En quelques minutes, nous découvrons que Don, le père de famille, est un tyran abusif qui rabaisse constamment et humilie ses trois garçons, surtout lorsqu’ils échouent à prouver leur virilité en tirant sur des animaux forestiers sans défense. Le fils du milieu, John, semble craquer et pointe le fusil sur Don, qui le provoque encore plus, poussant John à appuyer sur la gâchette. Au lieu de cela, le fils aîné, Henry, tire sur Don alors que le plus jeune, Vince, le favori de Don, regarde.

À travers des flashbacks et des dialogues, nous apprenons que les frères ont planifié ce parricide pour venger leur défunte mère Kate, que Don a poussée dans les escaliers et tuée après des années de maltraitance. En effet, la scène où Don force Kate à manger un œuf bouilli non pelé est déchirante grâce aux performances intenses, et elle capture parfaitement la cruauté mesquine de nombreux maris violents. Mais de retour dans les bois, après avoir enterré Don, ils réalisent qu’ils ont besoin de quelque chose sur le corps, mais quand ils retournent sur les lieux du crime, il a mystérieusement disparu.
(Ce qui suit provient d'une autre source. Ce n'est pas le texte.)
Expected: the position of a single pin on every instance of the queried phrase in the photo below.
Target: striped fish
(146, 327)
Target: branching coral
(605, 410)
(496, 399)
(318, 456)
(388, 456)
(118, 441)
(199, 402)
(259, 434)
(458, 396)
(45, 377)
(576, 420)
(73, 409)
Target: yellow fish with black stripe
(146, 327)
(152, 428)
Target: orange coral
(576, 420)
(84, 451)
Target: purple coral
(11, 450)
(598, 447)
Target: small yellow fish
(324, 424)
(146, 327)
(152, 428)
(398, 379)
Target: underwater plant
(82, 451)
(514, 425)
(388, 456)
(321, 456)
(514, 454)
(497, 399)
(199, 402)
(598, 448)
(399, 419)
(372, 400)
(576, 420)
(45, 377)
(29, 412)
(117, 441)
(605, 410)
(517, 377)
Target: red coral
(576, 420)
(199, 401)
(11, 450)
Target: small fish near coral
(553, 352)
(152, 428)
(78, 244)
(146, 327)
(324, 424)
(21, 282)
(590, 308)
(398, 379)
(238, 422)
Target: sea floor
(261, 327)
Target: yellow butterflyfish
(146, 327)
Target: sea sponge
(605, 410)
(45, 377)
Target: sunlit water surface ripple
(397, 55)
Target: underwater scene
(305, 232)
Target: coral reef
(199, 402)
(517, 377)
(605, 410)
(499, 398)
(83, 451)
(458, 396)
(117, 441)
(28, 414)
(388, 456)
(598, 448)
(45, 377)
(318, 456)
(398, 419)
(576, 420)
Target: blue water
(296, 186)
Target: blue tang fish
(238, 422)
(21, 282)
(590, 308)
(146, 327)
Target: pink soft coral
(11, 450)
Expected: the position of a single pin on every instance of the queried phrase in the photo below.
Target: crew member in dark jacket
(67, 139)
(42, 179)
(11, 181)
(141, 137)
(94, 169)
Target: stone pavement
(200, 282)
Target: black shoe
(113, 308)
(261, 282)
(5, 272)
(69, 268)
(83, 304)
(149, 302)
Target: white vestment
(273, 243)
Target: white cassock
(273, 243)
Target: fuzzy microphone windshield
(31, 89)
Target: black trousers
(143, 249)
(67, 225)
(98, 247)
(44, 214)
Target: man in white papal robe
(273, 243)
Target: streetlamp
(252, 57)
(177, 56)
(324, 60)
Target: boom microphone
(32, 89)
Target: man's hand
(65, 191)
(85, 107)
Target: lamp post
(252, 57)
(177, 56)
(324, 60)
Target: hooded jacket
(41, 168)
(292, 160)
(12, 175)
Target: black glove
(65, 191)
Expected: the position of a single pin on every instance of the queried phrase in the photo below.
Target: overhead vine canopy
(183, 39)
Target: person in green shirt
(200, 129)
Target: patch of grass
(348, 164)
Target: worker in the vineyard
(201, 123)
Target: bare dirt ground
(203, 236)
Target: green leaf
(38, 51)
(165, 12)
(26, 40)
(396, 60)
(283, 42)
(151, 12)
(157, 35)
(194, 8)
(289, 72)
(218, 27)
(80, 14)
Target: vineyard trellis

Des crânes bizarres et des objets fétiches commencent à apparaître sur les arbres, vous pourriez commencer à vous demander s’il y a un élément surnaturel en jeu ici.

La montée du suspense et le dénouement sont assez satisfaisants, mais ce qui rend le film plus intéressant, c’est la manière dont le réalisateur Rodger Griffiths intègre une analyse subtile de la façon dont l’abus peut endommager les familles de différentes manières. Chacun des frères entretient une relation légèrement différente avec leur père cruel, allant de l’identification de Henry avec Kate et sa soif de justice, à la tendance de Vince à soutenir cet abuseur par un désir désespéré d’amour. En conséquence, la colère enfermée en chacun d’eux se déverse de différentes manières au fur et à mesure que les événements se déroulent, et il y a une honnêteté admirable dans les cinq dernières minutes.

Kill sort au cinéma au Royaume-Uni à partir du 13 septembre.